Oleksandr Kovalenko

Personal information
- Full name: Oleksandr Oleksandrovych Kovalenko
- Date of birth: 24 March 1976
- Place of birth: Artemivsk, Ukrainian SSR
- Date of death: 21 December 2010 (aged 34)
- Place of death: Dnipropetrovsk, Ukraine
- Height: 1.81 m (5 ft 11 in)
- Position: Midfielder

Senior career*
- Years: Team / Apps / (Gls)
- 1993: Metalurh Kostyantynivka / 21 / (1)
- 1994–1996: Shakhtar Makiivka / 87 / (15)
- 1996–1998: Dnipro Dnipropetrovsk / 40 / (4)
- 1997: → Dnipro-2 Dnipropetrovsk / 4 / (0)
- 1998–1999: Shakhtar Donetsk / 4 / (0)
- 1998–1999: → Shakhtar-2 Donetsk / 27 / (2)
- 1999–2003: Metalurh Donetsk / 55 / (2)
- 2002–2003: → Metalurh-2 Donetsk / 5 / (0)
- 2003–2004: Kryvbas Kryvyi Rih / 16 / (0)
- 2004: → Kryvbas-2 Kryvyi Rih / 3 / (1)
- Total:  / 262 / (25)

International career
- 1997: Ukraine U21 / 4 / (0)

= Oleksandr Kovalenko (footballer) =

Ukrainian footballer

Oleksandr Oleksandrovych Kovalenko (Олександр Олександрович Коваленко; 24 March 1976 – 21 December 2010) was a Ukrainian professional footballer and later a football referee.

==Career==
Kovalenko made his professional debut in the Ukrainian Second League in 1993 for FC Metalurh Kostyantynivka, after which he moved to the ranks of "Bazhanovets" from Makiivka (later the club changed its name to "Shakhtar"). In the Makiivka club, Kovalenko quickly became one of the leading players, on whom the team's game was based. After his initial professional stint he played for different Ukrainian Premier League clubs.

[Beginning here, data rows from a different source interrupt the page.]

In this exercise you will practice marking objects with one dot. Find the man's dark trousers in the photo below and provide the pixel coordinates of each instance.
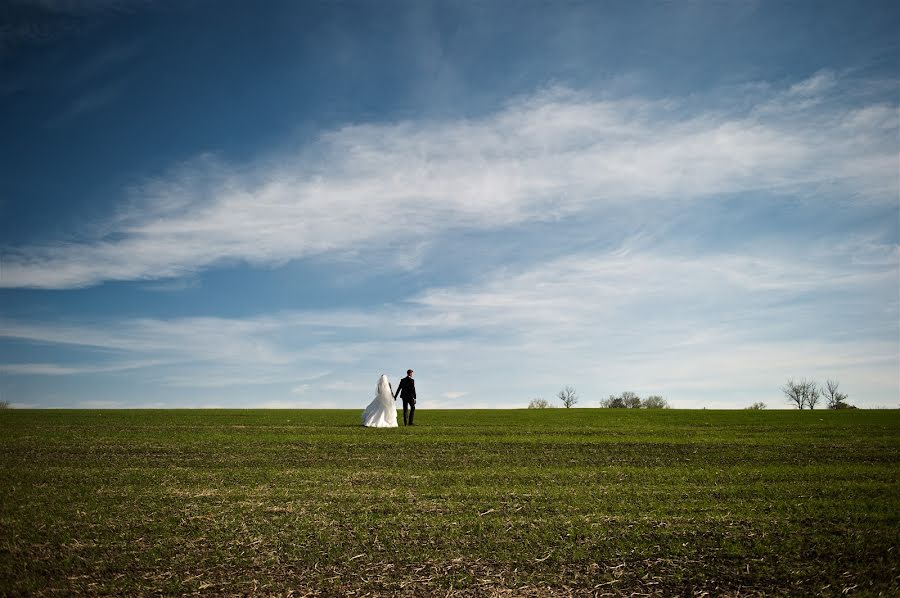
(411, 404)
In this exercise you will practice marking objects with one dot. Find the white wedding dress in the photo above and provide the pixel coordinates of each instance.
(381, 412)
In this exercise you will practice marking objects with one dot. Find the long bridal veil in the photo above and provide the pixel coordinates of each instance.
(381, 412)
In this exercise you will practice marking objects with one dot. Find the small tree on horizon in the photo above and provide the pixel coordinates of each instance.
(631, 399)
(568, 396)
(539, 403)
(612, 402)
(802, 394)
(833, 398)
(655, 402)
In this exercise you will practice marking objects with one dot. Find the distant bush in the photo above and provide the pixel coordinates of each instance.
(833, 398)
(540, 404)
(655, 402)
(612, 402)
(630, 400)
(568, 396)
(802, 394)
(807, 393)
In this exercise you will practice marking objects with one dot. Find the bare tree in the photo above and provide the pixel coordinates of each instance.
(833, 398)
(631, 400)
(794, 393)
(812, 394)
(802, 394)
(568, 396)
(655, 402)
(539, 403)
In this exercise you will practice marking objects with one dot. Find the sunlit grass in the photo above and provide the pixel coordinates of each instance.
(536, 502)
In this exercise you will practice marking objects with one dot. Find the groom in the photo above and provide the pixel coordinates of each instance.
(407, 391)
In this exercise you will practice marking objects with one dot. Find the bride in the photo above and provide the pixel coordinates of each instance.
(381, 412)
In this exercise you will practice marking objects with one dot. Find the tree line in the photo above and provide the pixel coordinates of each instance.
(627, 400)
(806, 394)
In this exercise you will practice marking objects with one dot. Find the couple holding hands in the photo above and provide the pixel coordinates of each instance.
(382, 413)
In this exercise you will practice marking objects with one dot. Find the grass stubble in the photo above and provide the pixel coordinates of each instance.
(519, 502)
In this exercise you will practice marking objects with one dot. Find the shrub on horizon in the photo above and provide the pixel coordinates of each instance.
(540, 403)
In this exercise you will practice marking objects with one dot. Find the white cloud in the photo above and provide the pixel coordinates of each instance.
(541, 157)
(701, 329)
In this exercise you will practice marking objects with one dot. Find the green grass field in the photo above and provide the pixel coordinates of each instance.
(541, 503)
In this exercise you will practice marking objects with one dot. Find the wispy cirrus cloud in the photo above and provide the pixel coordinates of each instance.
(715, 329)
(552, 154)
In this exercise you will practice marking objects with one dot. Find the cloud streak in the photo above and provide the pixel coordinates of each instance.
(714, 329)
(553, 154)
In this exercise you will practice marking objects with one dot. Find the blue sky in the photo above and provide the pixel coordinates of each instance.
(223, 205)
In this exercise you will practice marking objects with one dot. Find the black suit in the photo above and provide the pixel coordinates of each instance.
(407, 391)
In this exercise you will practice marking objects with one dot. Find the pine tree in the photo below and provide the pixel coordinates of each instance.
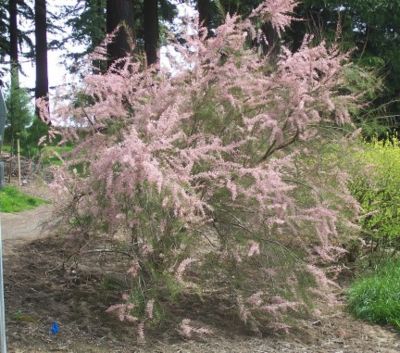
(19, 111)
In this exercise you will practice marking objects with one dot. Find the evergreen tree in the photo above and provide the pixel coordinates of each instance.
(19, 111)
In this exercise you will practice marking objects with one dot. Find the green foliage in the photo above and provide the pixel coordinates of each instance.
(12, 200)
(19, 111)
(378, 191)
(376, 298)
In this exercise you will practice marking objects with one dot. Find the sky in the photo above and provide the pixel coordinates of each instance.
(58, 73)
(57, 67)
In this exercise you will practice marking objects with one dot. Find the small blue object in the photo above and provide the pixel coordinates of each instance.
(54, 328)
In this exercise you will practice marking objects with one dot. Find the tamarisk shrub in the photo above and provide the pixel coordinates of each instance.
(194, 174)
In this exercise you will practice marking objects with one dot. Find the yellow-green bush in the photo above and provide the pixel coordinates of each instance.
(377, 187)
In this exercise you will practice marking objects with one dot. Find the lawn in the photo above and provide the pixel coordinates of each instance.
(13, 200)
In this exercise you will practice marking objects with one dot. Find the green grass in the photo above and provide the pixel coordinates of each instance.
(12, 200)
(376, 298)
(49, 154)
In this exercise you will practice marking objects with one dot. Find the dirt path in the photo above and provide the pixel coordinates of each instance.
(38, 292)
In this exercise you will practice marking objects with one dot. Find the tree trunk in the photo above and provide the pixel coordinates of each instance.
(12, 8)
(120, 12)
(151, 31)
(42, 80)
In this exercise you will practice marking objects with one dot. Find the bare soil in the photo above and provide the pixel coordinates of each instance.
(45, 283)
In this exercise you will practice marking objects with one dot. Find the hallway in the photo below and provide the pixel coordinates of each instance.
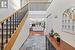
(36, 41)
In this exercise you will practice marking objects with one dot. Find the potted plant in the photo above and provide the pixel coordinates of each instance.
(57, 36)
(52, 33)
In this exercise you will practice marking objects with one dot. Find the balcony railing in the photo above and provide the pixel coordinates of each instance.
(38, 6)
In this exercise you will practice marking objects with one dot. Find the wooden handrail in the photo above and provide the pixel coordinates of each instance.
(15, 35)
(10, 15)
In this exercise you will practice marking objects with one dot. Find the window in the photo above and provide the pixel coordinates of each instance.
(3, 3)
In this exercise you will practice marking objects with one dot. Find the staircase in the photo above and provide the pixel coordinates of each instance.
(9, 25)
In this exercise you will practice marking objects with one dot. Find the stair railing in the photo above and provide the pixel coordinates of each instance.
(9, 25)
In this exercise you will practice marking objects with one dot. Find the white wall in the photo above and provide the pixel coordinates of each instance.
(22, 36)
(37, 0)
(57, 8)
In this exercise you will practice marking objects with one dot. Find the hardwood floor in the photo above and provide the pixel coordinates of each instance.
(36, 33)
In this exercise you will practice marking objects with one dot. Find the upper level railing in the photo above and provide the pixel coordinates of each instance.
(9, 25)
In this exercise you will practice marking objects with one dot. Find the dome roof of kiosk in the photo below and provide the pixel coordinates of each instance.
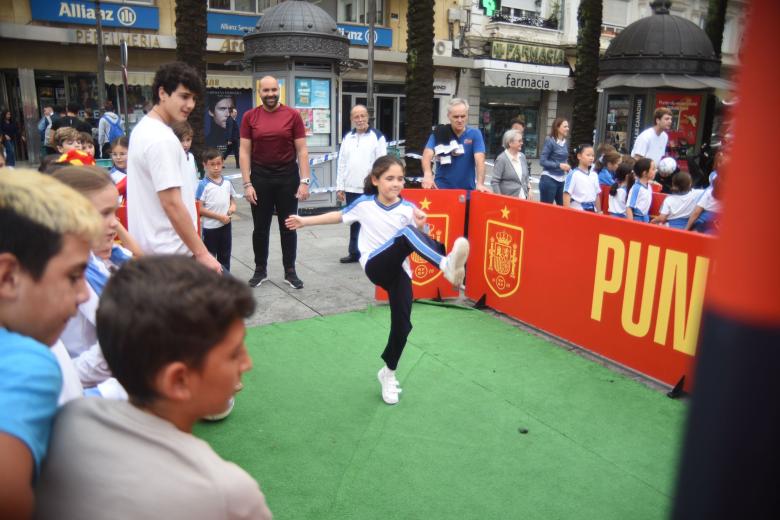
(661, 44)
(296, 28)
(296, 16)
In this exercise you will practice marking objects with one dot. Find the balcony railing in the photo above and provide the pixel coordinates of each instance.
(530, 21)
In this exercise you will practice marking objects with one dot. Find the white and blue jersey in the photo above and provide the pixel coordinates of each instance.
(617, 202)
(639, 200)
(379, 224)
(677, 207)
(214, 197)
(606, 178)
(583, 188)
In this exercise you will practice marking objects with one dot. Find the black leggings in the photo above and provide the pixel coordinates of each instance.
(274, 193)
(385, 269)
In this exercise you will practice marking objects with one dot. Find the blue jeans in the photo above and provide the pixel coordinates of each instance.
(354, 228)
(550, 190)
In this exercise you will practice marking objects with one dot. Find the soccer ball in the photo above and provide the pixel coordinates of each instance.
(667, 166)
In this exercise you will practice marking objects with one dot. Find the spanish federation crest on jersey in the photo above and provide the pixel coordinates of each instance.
(423, 272)
(503, 257)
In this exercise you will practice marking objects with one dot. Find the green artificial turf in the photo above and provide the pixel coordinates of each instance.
(311, 427)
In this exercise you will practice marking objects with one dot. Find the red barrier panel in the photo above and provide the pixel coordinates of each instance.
(631, 292)
(446, 210)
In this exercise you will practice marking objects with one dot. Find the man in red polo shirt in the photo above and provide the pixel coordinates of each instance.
(274, 164)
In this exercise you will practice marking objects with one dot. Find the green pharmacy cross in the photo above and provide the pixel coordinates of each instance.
(490, 6)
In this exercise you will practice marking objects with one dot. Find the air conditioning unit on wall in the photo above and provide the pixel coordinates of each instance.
(442, 48)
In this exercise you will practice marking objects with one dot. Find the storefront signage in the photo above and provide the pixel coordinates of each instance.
(525, 53)
(639, 117)
(84, 13)
(524, 80)
(443, 86)
(358, 35)
(145, 41)
(231, 24)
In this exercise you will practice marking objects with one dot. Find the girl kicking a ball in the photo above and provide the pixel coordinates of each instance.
(390, 230)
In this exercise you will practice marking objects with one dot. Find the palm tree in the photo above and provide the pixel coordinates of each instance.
(191, 49)
(716, 20)
(586, 74)
(419, 78)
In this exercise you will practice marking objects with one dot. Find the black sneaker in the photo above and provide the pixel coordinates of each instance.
(259, 277)
(292, 278)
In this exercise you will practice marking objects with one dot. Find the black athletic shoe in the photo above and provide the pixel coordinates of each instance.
(292, 278)
(259, 277)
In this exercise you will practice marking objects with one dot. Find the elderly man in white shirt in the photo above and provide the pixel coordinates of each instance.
(360, 147)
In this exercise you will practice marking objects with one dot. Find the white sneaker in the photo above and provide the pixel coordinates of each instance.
(221, 415)
(454, 264)
(390, 388)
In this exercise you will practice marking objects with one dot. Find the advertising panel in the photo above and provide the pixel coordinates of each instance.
(630, 292)
(686, 109)
(127, 16)
(446, 210)
(219, 103)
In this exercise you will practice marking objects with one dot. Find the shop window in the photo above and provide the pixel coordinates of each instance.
(355, 11)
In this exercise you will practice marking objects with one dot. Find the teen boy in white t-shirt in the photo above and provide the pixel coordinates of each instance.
(178, 362)
(652, 142)
(161, 198)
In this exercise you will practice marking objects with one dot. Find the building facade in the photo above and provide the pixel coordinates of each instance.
(508, 58)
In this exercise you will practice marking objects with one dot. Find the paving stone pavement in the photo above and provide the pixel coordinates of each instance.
(329, 286)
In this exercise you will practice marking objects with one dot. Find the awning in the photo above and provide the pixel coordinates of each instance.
(683, 81)
(114, 77)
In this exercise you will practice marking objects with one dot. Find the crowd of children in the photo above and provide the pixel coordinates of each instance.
(630, 186)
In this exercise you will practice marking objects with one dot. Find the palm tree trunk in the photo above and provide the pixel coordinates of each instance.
(586, 75)
(191, 49)
(419, 79)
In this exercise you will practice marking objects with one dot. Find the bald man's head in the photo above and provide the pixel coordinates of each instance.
(269, 92)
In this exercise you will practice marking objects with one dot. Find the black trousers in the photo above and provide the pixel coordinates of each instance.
(385, 269)
(274, 193)
(219, 242)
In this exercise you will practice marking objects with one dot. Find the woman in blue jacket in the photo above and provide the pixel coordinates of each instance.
(554, 159)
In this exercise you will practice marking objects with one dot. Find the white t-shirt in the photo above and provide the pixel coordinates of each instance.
(680, 205)
(156, 161)
(110, 459)
(640, 198)
(214, 197)
(378, 223)
(71, 386)
(583, 187)
(651, 145)
(617, 202)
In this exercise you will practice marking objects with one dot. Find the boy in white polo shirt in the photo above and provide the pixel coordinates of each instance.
(217, 205)
(652, 142)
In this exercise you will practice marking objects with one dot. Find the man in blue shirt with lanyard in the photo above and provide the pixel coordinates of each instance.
(459, 152)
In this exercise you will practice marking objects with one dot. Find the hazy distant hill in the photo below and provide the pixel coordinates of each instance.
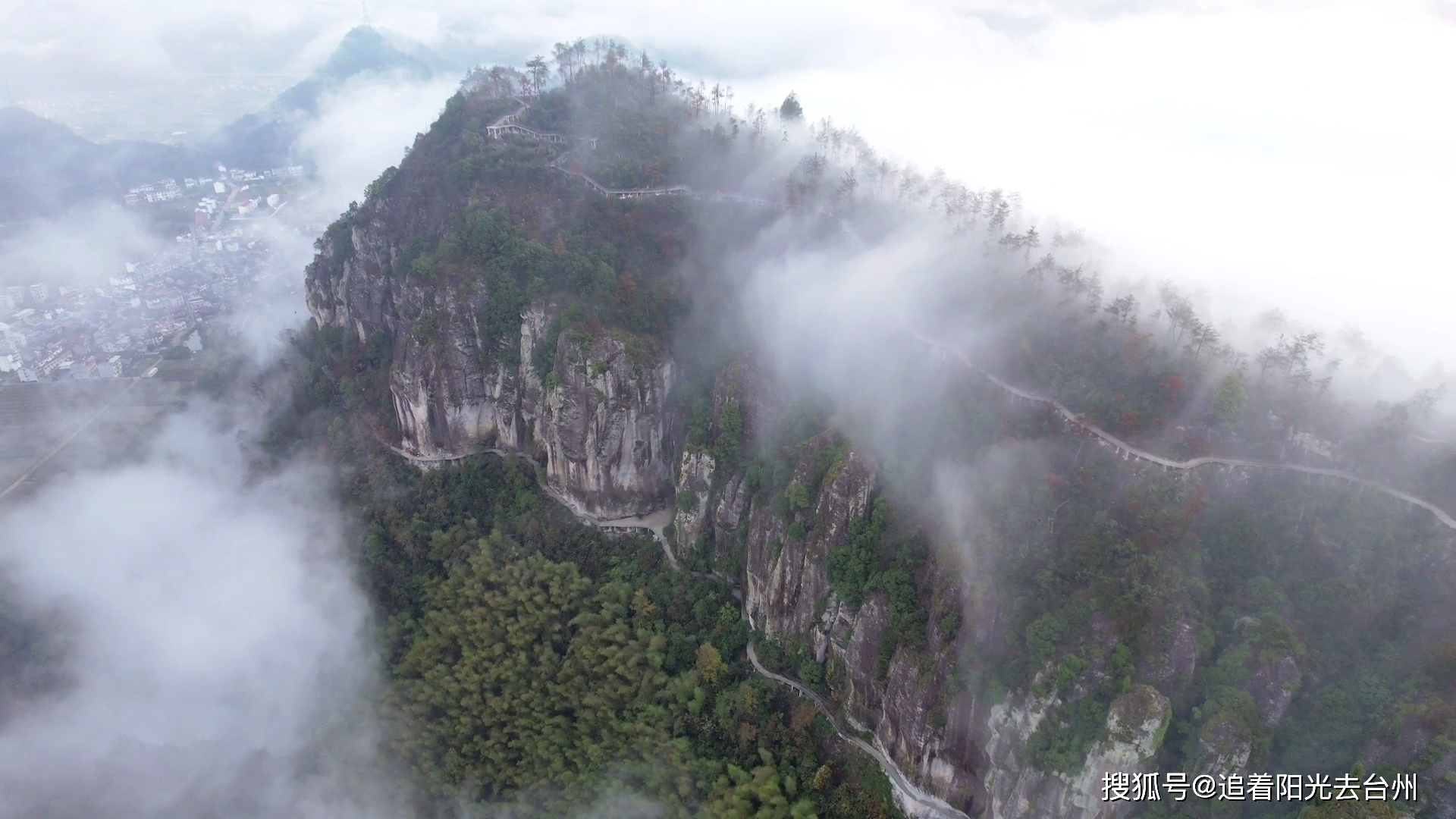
(46, 168)
(265, 139)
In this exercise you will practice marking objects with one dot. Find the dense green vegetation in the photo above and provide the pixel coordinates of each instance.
(1279, 617)
(539, 664)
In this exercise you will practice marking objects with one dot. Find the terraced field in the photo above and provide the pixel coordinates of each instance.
(55, 428)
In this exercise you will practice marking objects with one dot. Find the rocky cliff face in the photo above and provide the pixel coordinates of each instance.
(1134, 729)
(599, 423)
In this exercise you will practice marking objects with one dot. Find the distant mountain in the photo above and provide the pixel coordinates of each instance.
(265, 139)
(46, 168)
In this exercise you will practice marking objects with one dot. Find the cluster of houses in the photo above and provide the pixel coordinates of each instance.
(109, 325)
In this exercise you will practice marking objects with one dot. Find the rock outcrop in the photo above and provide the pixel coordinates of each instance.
(599, 422)
(1136, 723)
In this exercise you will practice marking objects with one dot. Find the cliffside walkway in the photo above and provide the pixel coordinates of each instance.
(655, 522)
(1131, 452)
(507, 126)
(929, 805)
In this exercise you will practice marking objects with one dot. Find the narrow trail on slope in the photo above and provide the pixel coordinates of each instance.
(1128, 450)
(509, 126)
(655, 522)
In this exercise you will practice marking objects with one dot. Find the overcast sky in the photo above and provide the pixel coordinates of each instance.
(1291, 155)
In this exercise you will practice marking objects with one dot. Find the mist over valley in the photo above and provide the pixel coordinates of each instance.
(487, 417)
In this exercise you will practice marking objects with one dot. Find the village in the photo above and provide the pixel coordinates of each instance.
(117, 322)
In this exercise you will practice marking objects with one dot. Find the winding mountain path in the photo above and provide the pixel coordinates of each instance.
(1128, 450)
(930, 806)
(509, 126)
(912, 796)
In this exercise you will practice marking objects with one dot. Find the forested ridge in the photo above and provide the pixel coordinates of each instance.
(539, 667)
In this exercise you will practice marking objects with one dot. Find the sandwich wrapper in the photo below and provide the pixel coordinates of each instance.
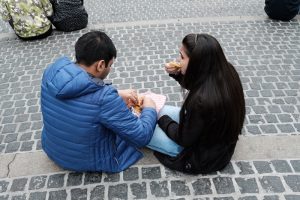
(159, 100)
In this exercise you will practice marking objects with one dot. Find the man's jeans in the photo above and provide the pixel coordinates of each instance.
(160, 141)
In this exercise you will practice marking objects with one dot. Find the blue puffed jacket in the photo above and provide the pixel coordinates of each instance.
(87, 125)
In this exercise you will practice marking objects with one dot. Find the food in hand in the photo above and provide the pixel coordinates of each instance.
(175, 64)
(138, 106)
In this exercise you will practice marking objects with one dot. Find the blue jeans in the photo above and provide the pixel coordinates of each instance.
(160, 141)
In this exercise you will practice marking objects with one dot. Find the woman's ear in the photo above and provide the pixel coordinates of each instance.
(100, 65)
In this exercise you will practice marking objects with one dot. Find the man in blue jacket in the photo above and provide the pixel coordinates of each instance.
(87, 124)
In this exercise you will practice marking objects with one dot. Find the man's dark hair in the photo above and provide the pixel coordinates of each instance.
(94, 46)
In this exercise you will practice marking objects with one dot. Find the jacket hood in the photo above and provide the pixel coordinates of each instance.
(64, 79)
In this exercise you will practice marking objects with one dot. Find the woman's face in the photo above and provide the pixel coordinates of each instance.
(183, 59)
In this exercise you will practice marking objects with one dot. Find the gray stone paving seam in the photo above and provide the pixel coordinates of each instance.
(155, 181)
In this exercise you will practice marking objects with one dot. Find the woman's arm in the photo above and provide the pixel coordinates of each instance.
(190, 131)
(178, 77)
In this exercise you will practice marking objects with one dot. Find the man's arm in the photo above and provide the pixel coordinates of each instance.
(115, 115)
(47, 6)
(5, 15)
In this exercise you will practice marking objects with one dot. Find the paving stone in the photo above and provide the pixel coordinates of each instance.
(78, 194)
(151, 172)
(12, 147)
(97, 193)
(27, 146)
(245, 168)
(58, 195)
(271, 197)
(268, 128)
(37, 196)
(37, 182)
(131, 174)
(223, 185)
(159, 189)
(119, 191)
(271, 184)
(19, 197)
(179, 188)
(247, 185)
(293, 181)
(139, 190)
(18, 184)
(262, 166)
(9, 128)
(91, 178)
(253, 130)
(292, 197)
(3, 186)
(25, 126)
(223, 198)
(286, 128)
(296, 165)
(74, 179)
(281, 166)
(38, 145)
(113, 177)
(4, 197)
(56, 181)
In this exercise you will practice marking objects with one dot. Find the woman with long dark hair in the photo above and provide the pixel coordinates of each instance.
(201, 136)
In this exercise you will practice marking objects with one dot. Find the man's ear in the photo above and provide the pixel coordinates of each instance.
(100, 65)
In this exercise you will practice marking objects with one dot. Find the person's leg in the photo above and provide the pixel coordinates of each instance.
(160, 141)
(172, 111)
(44, 35)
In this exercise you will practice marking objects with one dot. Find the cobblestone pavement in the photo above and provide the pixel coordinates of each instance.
(272, 180)
(106, 11)
(266, 54)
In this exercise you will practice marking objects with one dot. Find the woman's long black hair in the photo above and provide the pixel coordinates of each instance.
(214, 88)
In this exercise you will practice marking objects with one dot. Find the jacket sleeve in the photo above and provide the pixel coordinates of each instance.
(191, 127)
(115, 116)
(47, 7)
(5, 15)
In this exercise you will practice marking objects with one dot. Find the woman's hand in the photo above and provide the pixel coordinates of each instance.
(129, 96)
(171, 69)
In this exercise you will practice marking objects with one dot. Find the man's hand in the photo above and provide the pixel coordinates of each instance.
(148, 102)
(129, 96)
(171, 69)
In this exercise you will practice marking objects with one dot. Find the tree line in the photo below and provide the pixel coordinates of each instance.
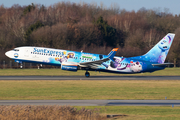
(87, 27)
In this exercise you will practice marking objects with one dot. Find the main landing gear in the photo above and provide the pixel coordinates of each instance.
(87, 74)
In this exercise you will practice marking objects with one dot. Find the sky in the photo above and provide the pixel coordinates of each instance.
(170, 6)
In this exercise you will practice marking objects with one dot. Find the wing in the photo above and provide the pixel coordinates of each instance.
(163, 64)
(97, 63)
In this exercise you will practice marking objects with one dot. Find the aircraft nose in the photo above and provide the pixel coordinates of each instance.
(8, 54)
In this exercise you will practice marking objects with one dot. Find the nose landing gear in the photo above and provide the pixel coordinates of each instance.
(87, 74)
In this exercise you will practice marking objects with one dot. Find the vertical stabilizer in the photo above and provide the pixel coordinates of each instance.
(159, 52)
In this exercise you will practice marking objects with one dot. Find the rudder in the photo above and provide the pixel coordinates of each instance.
(159, 52)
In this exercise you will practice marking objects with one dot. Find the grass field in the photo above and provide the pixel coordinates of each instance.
(139, 112)
(87, 89)
(80, 89)
(55, 112)
(59, 72)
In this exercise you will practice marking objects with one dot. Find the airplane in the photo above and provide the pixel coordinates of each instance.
(72, 60)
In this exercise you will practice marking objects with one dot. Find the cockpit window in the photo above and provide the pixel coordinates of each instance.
(16, 49)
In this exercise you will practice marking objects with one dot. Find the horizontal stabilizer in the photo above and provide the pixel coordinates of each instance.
(163, 64)
(112, 53)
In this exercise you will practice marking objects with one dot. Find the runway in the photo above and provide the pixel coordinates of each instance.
(93, 102)
(90, 78)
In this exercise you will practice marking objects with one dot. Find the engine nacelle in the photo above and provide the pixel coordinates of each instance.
(69, 67)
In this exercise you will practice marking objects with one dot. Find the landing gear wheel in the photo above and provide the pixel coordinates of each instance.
(87, 74)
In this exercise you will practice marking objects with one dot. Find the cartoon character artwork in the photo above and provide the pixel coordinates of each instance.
(164, 46)
(64, 58)
(135, 67)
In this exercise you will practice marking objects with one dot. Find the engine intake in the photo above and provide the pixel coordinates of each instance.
(69, 67)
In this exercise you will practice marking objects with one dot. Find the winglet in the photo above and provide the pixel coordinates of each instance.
(112, 53)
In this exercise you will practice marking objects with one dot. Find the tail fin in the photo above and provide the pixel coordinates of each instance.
(112, 53)
(159, 52)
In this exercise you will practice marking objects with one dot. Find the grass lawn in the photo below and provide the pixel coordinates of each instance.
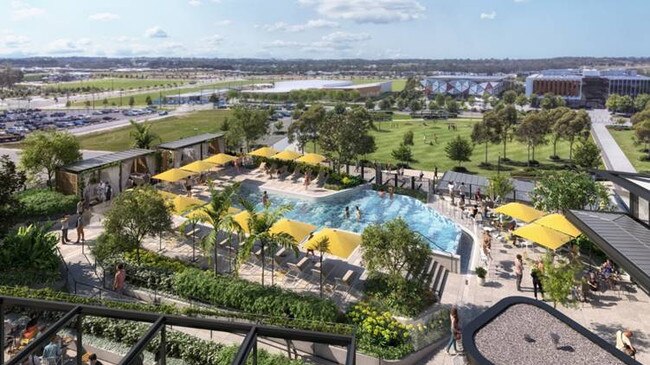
(141, 97)
(168, 129)
(116, 83)
(625, 140)
(398, 84)
(428, 156)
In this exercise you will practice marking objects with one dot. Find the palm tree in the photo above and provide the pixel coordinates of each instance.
(259, 225)
(216, 214)
(142, 135)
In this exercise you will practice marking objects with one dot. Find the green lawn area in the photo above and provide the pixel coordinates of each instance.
(141, 97)
(427, 156)
(168, 129)
(625, 140)
(398, 84)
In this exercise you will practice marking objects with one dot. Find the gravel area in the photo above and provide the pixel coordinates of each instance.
(524, 334)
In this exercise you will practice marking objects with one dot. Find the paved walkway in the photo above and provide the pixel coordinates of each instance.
(612, 310)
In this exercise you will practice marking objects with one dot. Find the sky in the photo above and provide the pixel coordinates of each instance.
(325, 29)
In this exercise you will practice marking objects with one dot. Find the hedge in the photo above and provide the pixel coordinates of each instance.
(46, 203)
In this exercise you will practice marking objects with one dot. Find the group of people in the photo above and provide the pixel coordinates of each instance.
(78, 222)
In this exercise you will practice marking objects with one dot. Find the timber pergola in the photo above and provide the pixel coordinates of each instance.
(159, 322)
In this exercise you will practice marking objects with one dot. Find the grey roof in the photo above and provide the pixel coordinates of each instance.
(190, 141)
(99, 161)
(621, 237)
(521, 193)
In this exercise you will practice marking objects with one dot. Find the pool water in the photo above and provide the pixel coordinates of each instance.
(374, 209)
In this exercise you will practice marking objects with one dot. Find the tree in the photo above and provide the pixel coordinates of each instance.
(403, 153)
(247, 125)
(453, 107)
(559, 191)
(259, 226)
(345, 136)
(499, 186)
(393, 248)
(138, 213)
(11, 181)
(558, 278)
(459, 149)
(305, 129)
(532, 131)
(587, 155)
(509, 97)
(48, 151)
(217, 214)
(408, 138)
(142, 135)
(481, 133)
(521, 100)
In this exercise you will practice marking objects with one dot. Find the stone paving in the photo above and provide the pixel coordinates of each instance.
(612, 310)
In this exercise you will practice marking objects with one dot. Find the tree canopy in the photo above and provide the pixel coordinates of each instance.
(48, 151)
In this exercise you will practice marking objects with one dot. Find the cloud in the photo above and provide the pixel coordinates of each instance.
(368, 11)
(21, 10)
(155, 32)
(103, 17)
(64, 46)
(310, 24)
(489, 16)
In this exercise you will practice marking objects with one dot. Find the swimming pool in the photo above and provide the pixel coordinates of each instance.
(374, 209)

At the beginning of the 1996/97 season, the young midfielder was invited to the FC Dnipro. In the same season, Kovalenko achieved the greatest success with the Dnipro team, becoming a finalist in the 1996/97 Ukrainian Cup (the footballer himself played only 2 minutes in the final match against FC Shakhtar). In the 1997/98 season, Oleksandr was one of the key players of Dnipro, having played 25 matches and scoring three goals. Kovalenko played four matches for the Ukraine national under-21 football team in 1997. The following season, Kovalenko started as part of Shakhtar Donetsk, but things were clearly not going well for him in the new team. The midfielder was satisfied mainly with performances in the second team of the "miners", instead he played only four matches in the higher league. The situation changed radically the following year, after Oleksandr Kovalenko decided to transfer to FC Metalurh. Along with the playing experience, new achievements came - in the 2001/02 season, Metalurh won the bronze medal of the national championship. However, in the following season, Kovalenko almost did not appear on the field, so everything was going to change the team.

The footballer spent the first half of the 2003/04 season in his new club, Kryvyi Rih's Kryvbas, quite confidently, but after the winter break he stopped getting into the squad and in June 2004 has retired.

In 2006 Kovalenko worked as a football referee, serving matches first in regional and then all-Ukrainian amateur competitions. In 2009, as an assistant referee of the second category, he gained the right to referee matches of the Second League teams.

On 21 December 2010, the former footballer committed suicide by jumping out of the window of his own apartment in Dnipropetrovsk

==Death==
On 21 December 2010, Kovalenko committed suicide by jumping from his apartment.